Kemalizm ve Sol Arasındaki Uçurum

Dila Ak

Marx ve Engels’in Alman İdeolojisi’nde ifade ettiği üzere, “Egemen sınıfın düşünceleri, bütün çağlarda, egemen düşüncelerdir, başka bir deyişle, toplumun egemen maddi gücü olan sınıf, aynı zamanda egemen zihinsel güçtür.”1 Bu tespit bize, resmi tarih anlatımının nasıl şekillendiği ve hangi sınıfın çıkarlarını yansıttığı konusunda düşünmek üzerine bir başlangıç noktası sağlar.

Bu başlangıç noktasının fark edilmesine vesile olan kırılma anı değişkenlik gösterebilir. Benim için bu an, Hrant Dink’in öldürülmesi üzerine yazılıp çizilenleri, kamuoyunda yapılan tartışmaları sorgulamamla, yazdığı yazılar ve verdiği demeçlerin, bağlamından koparılarak bambaşka anlamlarla sunulduğunu fark etmemle birlikte başladı.

Böyle kırılma anları, pek çok şeyin sorgulanmaya başladığı bir dönemi beraberinde getirir. Bize öğretilenlerin ne kadarı doğru? Milli mitlerle çevrelenmiş anlatılar gerçeği ne kadar yansıtıyor? Ne kadarı eksiltilmiş? Ne kadarını sorgulamamıza izin var? Kutsallaştırılmış fikirlerin ve kişilerin etrafında şekillenen tarihi sorgulamak kolay değil, evet. Pek çok dirençle karşılaşmanıza neden olur. Ancak bir kere ezilenlerin hikayesiyle karşılaştıktan sonra, bu çığlığı duymazdan gelmek de kolay değildir. Anlatılanların ardını görebilmek için, ezilenlerin hikayesine kulak vermek gerekiyor. Ve tarih, tam olarak o noktada, sizin için yeniden yazılmaya başlıyor.

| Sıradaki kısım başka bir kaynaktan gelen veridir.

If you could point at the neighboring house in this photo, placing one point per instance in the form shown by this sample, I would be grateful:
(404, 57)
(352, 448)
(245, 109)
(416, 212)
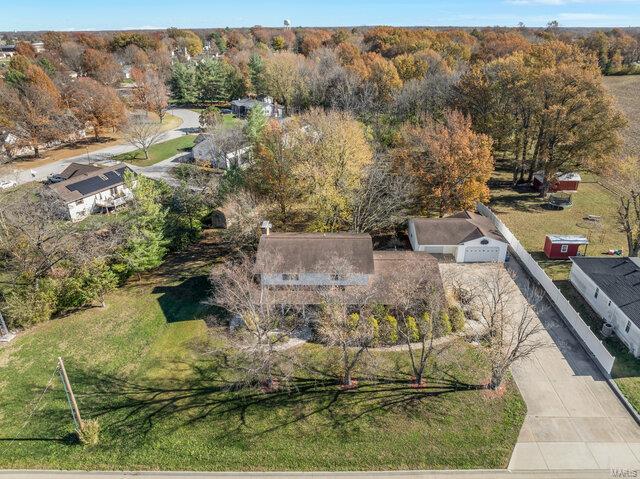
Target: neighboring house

Türkiye Cumhuriyeti tarihine bu perspektifle bakıldığında, farklı bir gerçeklik ortaya çıkıyor. Ulus devlet anlayışı üzerine inşa edilen bu cumhuriyetin, Müslüman Türkler dışında kalan her türlü etnik ve dini kimliği bastırma üzerine kurulduğunu söylemek mümkün. Bunu yaparken de genel olarak “modernleşme” ve “ilerleme” gibi söylemlerle tepeden bir müdahale ile meşrulaştırıldığını görüyoruz. Bize göre tabandan, işçilerin ve geniş kitlelerin birleşerek, var olan sistemi kökünden değiştirmesi anlamına gelen “devrim” tanımının da, egemen bir zümrenin dayatması ile gerçekleştirdiği değişikler için kullanılarak kabul ettirilmeye çalışıldığını belirtmek lazım. Kurucu ideoloji olan Kemalizm, daha ilk adımında sol perspektif ile çelişen pratikleri sebebiyle, sol olarak tanımlamanın zaten zor olduğu bir yerden başlamış oluyor.

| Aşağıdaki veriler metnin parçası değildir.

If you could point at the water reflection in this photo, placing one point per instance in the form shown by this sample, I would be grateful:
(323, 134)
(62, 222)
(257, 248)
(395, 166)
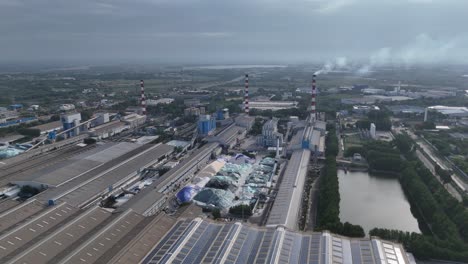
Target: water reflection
(374, 201)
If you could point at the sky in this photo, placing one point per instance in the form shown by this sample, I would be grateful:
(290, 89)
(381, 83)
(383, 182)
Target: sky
(377, 32)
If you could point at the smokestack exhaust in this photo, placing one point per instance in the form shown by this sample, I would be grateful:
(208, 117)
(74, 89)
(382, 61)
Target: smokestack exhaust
(143, 99)
(246, 94)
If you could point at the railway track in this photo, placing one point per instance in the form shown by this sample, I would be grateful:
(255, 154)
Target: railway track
(39, 161)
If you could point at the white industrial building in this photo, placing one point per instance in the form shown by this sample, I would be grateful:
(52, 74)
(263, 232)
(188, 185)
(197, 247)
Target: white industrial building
(450, 111)
(153, 102)
(272, 105)
(134, 120)
(67, 107)
(270, 134)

Bu noktadan itibaren, cumhuriyetin kurucu ideolojisinin 6 temel ilkesine dair, kendi tanımları üzerinden2 ilerleyerek, sol ile ortak noktası olmadığını ifade etmeye çalışacağım.

Cumhuriyetçilik ilkesi, egemenliğin kaynağının halk olduğunu söyler. Cumhuriyetçilik için, “Türkiye Cumhuriyeti bir ilke ve ideal beraberliği üzerinde kurulmuştur. Cumhuriyet, gücünü, bu beraberliği oluşturan tüm insanların, hukuk ve hakları ile eşitliği ve bütünlüğü ilkesinden almaktadır” denmektedir. Ancak Türkiye Cumhuriyeti’nin ilk zamanlarına bakıldığında, 1945 yılına kadar Cumhuriyet Halk Partisi’nin tek parti olarak iktidarda olduğunu görüyoruz. Cumhuriyetin resmen demokratik olmak gibi bir iddiası yok. Tek partili dönem için bir demokrasiden zaten söz edilemeyeceği gibi, çok partili dönem sonrasında da halkın yönetime katılımının birkaç yılda bir oy verdiği seçim ile sınırlandırılmış olmasının da devrimci sol perspektif ile bağdaşmadığını ve biçimsel bir demokrasiye indirgendiğini söyleyebiliriz. O dönemde birkaç muhalefet partisi kurulmaya çalışılsa da ya kapatıldı ya da kapatılması sağlandı. Yüzünü batıya dönmüş olanların sınırlı ve güdümlü bir demokratik deneyim girişimleri olsa da (Serbest Cumhuriyet Fırkası deneyimi gibi) bundan hızla vazgeçildi. Solcuların katledilmesi ya da Türkiye Komünist Partisi’nin yasaklanması, solun var olmasının engellenmesine yönelik örnekler olarak gösterilebilir. 1946 seçimlerinde seçimler ‘açık oy, gizli sayım’ gibi antidemokratik bir yöntemle gerçekleştirildi. Temyiz hakkının bulunmadığı ve yargıçlarının milletvekillerinden oluşturulduğu, dolayısıyla bağımsız bir yargının bulunmadığı İstiklal Mahkemeleri’nin kurulmuş olması, akabinde hükümete olağanüstü yetkiler tanıyan Takrir-i Sükûn Kanunu’nun (Huzurun Sağlanması Yasası’nın) çıkarılmış olması ile siyasi muhalefet de hedef haline getirildi, gazeteler kapatıldı, gazeteciler ve yazarlar yargılandı. Dolayısıyla bu uygulamalar ifade özgürlüğünü, basın özgürlüğünü, örgütlenme özgürlüğünü kısıtlamıştır.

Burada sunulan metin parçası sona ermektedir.